"I want a piano date before I leave."
There is a tradition in my family. A tradition, which requires when we all gather at Severn Way, someone plays the piano.
The sound of the instrument filling that old house is the closest thing to home I know.
And tonight, when my sister asked our dad to play with her, my heart stopped.
Our lives have changed.
We are not the same people we used to be.
And family get-togethers are not the same as I remember.
But the music is the same as it has always been.
A constant that brings my heart home.
So I cuddled up on the overstuffed chair beside the two of them who shared the piano bench.
Dad determined the key they would play in, and he started to make music.

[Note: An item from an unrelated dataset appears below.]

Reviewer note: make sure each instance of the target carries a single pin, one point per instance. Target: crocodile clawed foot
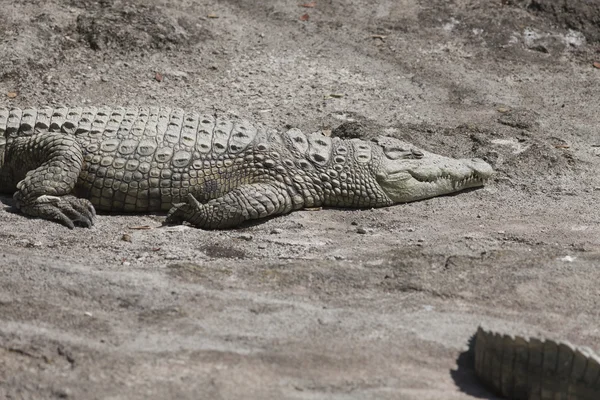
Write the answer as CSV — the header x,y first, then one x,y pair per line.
x,y
181,212
67,210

My sister watched, listened, and began to play with him.
Sometimes she would stop and let him play by himself for a while.

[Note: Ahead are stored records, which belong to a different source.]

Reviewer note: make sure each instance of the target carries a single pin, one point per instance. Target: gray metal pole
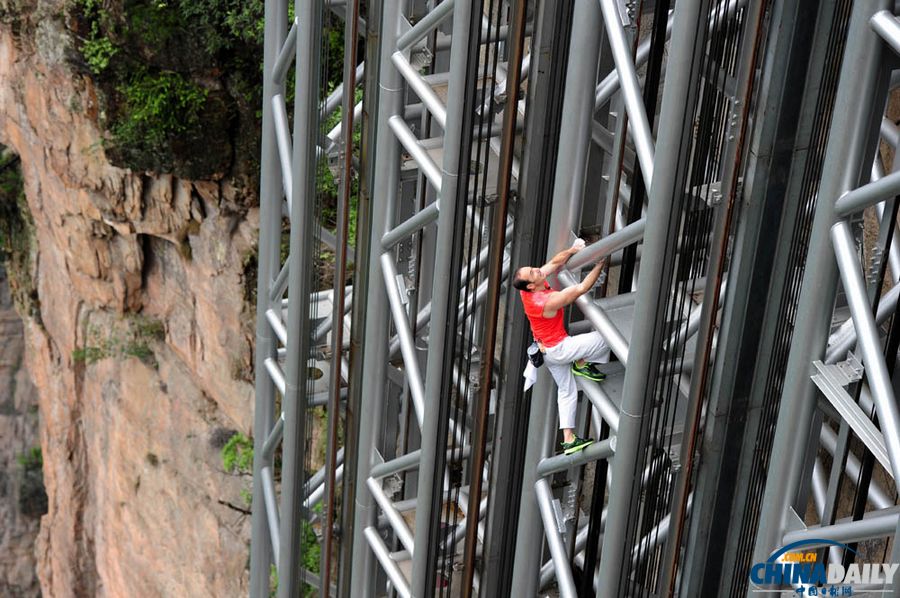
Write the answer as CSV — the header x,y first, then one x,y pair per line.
x,y
869,343
648,307
440,301
268,259
306,116
844,156
384,191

And every now and then, he would let her play her own melody.
I cried.
Only a few tears. But I don't know where they came from.
Unbidden, for sure.
Then I recognized the parallel. Between my relationship with my heavenly Father and my dad's relationship with my sister.

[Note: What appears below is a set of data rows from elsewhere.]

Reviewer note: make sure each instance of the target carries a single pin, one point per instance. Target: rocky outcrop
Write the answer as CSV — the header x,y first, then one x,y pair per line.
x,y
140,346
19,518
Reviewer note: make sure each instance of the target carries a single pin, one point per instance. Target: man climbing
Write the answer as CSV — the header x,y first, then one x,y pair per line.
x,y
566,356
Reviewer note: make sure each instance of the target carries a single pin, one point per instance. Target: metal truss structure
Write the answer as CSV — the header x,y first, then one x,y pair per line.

I am sitting on the piano bench, legs dangling, cool ivory keys under my fingers. I know a song I could play. He sits down next to me and I feel my side of the cushion rise up. I begin to show Him what I have learned, and He is pleased. Listening and watching. His hands reach for the black and ivory keys and He plays a gentle note, not asking me to stop, just entering into the song. My first reaction is to stop playing. He is a much better musician than I am. But He doesn't want me to stop.
He wants to play with me.
To teach me how to make beautiful music.
Sometimes, the melody will become too intricate. I am not able to follow His fingers, to replicate what He plays. It is then I let go - letting Him play the song He wrote for me.
He has changed the song now.
And He is teaching it to me - patiently, gently. Forgiving of missed notes and bad chords.
His desire is really just to sit beside me.